The United States military is conducting a formal investigation into American soldiers burning the dead bodies of what appear to be Iraqi insurgents.

TMZ obtained 41 pictures that we’re told were shot in Fallujah in 2004.

Two pictures show a Marine appearing to pour gasoline or some other flammable on the remains of what officials believe are 2 insurgents.  Two other photos show the bodies on fire.  You then see charred remains.

Another photo shows a Marine crouched down next to a dead body and mugging for the camera.

Still another pic shows a Marine rifling through the pocket of the pants on a corpse.

We have not included all of the photos.  Many are just too gruesome.  There are well over a dozen bodies in the pics and some are covered with flies and one is being eaten by a dog.
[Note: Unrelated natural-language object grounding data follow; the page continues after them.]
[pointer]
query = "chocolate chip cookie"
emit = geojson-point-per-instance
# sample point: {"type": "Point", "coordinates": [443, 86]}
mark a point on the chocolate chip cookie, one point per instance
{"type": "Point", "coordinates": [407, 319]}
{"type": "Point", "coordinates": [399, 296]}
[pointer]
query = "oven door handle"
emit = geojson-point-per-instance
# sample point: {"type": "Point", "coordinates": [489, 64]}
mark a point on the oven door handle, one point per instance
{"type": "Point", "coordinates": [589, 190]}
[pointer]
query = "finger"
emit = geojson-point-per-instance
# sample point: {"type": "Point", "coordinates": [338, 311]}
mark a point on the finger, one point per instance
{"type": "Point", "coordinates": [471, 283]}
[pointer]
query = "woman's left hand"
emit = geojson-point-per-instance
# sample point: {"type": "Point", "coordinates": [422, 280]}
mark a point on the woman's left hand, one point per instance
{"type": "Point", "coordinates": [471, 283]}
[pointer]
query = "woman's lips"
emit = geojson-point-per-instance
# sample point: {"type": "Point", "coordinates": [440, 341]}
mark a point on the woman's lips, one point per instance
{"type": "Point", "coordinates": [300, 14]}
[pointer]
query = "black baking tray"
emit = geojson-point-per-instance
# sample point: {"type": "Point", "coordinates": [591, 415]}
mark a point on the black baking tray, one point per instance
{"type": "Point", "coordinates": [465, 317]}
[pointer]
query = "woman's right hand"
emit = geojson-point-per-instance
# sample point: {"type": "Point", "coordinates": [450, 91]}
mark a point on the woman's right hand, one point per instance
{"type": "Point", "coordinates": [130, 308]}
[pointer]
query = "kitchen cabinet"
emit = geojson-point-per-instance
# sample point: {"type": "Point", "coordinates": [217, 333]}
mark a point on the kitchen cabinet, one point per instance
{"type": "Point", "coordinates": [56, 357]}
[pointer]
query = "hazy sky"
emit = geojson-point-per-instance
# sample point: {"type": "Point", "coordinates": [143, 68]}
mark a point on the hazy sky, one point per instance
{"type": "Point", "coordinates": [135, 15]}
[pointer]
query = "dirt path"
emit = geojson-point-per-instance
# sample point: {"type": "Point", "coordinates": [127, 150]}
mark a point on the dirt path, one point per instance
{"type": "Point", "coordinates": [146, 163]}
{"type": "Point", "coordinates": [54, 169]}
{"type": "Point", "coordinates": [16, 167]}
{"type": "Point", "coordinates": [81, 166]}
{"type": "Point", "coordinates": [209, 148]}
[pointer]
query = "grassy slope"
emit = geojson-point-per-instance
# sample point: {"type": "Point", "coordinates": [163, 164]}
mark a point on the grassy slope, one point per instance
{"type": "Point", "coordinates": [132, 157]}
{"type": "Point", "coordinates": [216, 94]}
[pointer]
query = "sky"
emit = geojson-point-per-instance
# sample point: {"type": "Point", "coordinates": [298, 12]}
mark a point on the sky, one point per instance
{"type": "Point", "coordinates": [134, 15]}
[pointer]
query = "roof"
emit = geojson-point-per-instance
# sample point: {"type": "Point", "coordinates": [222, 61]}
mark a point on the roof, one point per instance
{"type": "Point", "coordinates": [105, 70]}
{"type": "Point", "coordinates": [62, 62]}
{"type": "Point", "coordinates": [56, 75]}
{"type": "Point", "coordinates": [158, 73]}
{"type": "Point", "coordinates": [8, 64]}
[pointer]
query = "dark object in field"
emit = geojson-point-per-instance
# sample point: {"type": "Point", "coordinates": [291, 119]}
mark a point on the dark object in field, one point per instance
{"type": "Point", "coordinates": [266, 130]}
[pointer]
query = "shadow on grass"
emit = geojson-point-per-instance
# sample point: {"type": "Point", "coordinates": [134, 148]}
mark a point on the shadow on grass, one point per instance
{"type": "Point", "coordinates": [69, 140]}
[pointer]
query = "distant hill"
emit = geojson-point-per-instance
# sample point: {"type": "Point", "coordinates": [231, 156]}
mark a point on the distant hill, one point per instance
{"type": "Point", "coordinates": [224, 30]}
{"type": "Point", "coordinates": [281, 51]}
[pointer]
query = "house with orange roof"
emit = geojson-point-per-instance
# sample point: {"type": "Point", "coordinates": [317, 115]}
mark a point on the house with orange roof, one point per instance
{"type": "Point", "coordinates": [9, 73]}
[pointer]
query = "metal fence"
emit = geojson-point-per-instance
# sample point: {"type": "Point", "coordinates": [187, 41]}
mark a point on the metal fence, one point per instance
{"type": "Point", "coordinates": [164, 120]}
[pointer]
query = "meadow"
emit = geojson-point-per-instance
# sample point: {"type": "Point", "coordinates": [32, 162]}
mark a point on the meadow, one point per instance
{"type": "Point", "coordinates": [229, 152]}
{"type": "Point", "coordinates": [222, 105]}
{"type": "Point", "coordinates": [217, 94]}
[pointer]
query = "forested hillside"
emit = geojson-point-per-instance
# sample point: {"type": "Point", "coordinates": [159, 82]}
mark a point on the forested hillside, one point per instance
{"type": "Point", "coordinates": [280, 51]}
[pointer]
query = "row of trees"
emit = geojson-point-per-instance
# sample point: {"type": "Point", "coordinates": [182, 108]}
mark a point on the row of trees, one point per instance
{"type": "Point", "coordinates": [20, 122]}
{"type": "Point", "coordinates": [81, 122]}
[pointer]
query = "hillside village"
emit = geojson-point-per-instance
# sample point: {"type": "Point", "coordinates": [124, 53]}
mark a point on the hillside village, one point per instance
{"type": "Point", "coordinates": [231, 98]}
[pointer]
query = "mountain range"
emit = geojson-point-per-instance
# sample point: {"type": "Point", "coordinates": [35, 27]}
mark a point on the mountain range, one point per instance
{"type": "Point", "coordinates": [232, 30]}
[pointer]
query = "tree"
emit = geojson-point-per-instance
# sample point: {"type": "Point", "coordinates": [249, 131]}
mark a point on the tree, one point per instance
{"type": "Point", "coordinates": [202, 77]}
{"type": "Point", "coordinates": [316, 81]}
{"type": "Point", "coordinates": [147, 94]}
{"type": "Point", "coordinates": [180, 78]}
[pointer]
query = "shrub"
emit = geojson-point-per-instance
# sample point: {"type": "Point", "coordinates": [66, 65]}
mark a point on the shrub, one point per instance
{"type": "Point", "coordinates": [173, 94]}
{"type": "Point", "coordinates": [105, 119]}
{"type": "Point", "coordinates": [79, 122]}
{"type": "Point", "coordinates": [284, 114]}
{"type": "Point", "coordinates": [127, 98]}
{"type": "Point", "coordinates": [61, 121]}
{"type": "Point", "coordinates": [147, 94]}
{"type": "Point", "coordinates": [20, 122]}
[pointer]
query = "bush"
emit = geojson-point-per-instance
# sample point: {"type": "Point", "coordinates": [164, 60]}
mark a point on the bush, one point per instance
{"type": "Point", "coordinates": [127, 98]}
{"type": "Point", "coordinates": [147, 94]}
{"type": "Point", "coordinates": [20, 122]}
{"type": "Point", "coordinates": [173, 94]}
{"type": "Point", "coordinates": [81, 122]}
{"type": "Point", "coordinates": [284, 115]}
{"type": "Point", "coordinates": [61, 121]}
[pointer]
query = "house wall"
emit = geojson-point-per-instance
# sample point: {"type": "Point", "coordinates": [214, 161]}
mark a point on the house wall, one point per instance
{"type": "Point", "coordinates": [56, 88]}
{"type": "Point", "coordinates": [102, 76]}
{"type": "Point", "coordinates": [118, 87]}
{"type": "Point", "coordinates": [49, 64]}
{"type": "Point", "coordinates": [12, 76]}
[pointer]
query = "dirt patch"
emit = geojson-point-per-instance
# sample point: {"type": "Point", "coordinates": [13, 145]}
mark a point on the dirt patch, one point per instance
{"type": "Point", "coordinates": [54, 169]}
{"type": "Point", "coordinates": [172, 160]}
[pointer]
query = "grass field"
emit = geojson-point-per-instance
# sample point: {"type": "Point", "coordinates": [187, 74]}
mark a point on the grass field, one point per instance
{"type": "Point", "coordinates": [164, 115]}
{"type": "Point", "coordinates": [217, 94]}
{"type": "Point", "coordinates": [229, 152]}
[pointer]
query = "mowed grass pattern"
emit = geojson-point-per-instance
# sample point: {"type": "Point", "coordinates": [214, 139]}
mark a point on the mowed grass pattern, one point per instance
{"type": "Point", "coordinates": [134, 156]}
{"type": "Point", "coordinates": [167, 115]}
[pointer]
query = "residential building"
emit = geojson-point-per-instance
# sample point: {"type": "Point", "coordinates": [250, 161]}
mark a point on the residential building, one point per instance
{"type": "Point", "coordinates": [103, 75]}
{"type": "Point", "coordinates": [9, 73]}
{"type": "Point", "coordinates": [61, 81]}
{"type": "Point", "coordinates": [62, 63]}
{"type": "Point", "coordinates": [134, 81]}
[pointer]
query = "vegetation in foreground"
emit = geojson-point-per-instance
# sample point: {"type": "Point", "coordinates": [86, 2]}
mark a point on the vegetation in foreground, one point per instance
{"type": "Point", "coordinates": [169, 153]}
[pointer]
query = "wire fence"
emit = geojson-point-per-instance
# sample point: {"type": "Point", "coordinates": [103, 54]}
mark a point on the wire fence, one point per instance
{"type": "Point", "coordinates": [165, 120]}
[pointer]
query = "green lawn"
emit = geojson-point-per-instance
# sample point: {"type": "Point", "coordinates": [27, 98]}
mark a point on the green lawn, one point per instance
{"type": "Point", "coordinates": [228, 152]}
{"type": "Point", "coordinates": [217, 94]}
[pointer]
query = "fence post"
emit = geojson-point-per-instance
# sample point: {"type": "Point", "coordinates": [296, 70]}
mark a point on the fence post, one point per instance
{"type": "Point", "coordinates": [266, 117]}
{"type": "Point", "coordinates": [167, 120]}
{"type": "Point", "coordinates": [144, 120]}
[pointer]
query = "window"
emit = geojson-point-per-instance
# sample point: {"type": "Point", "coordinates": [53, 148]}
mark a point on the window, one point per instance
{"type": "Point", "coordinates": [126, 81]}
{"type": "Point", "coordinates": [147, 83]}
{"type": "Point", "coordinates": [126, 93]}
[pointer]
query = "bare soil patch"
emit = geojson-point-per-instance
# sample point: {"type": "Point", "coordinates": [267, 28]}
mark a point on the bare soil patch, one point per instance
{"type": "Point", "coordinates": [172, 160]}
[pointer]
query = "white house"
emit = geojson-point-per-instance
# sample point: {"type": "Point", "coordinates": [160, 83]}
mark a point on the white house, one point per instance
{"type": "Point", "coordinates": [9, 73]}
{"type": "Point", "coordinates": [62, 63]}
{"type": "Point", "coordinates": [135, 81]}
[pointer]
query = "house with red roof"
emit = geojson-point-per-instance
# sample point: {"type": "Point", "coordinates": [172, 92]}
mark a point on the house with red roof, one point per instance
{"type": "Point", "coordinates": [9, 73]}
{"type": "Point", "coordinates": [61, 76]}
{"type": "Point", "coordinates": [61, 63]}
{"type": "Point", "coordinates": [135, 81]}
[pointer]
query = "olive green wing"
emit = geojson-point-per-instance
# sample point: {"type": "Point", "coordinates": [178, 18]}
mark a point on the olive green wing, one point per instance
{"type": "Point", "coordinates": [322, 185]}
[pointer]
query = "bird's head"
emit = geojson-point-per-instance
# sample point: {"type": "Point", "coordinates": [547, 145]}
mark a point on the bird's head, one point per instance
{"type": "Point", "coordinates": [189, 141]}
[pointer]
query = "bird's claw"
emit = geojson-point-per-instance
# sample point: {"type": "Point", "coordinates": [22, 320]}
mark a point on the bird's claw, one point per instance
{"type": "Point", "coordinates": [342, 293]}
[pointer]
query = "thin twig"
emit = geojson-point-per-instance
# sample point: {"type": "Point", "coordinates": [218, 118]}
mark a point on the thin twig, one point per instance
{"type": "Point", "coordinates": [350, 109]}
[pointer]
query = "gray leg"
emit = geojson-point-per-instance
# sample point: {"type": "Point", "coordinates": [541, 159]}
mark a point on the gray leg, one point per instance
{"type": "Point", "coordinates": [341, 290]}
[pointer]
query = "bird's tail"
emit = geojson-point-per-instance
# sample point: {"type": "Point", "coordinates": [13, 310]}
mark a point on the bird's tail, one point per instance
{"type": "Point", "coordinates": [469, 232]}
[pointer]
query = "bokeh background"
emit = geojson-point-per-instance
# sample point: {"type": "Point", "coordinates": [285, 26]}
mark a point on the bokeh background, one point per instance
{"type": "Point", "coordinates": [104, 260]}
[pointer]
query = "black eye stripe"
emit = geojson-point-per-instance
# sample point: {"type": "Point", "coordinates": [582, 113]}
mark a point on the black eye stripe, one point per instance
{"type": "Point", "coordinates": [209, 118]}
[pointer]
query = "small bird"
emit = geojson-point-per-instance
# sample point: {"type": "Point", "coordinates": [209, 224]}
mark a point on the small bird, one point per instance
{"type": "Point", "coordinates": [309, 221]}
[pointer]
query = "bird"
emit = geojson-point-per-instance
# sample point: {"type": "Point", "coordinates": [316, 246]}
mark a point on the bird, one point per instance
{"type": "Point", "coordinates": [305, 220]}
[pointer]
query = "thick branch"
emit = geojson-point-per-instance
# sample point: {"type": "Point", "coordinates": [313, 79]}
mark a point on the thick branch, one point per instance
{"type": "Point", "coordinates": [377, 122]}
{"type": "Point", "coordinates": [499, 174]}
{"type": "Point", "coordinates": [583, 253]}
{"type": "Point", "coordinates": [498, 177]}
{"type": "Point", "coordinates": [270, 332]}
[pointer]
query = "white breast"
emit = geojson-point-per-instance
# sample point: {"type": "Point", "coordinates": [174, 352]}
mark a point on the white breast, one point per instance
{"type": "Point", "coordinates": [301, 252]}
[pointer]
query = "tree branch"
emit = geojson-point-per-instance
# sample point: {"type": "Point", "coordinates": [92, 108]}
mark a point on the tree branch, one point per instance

We turned them all over to the Pentagon last week, and a Pentagon official tells us the pics have triggered a Marine Corps investigation.

We’re told U.S. Central Command — the organization in charge of military operations in the Middle East — also reviewed the photos to determine if they had been previously brought to their attention and determined they had not.

Col. Steve Warren, Director of Press Operations for the Dept. of Defense, tells TMZ … the pictures appear to show U.S. soldiers in violation of the Uniform Code of Military Justice … which makes it a crime to mishandle remains.

There is no statute of limitations on the crime — even if the soldiers are now private citizens … they can still be prosecuted, which could land them behind bars.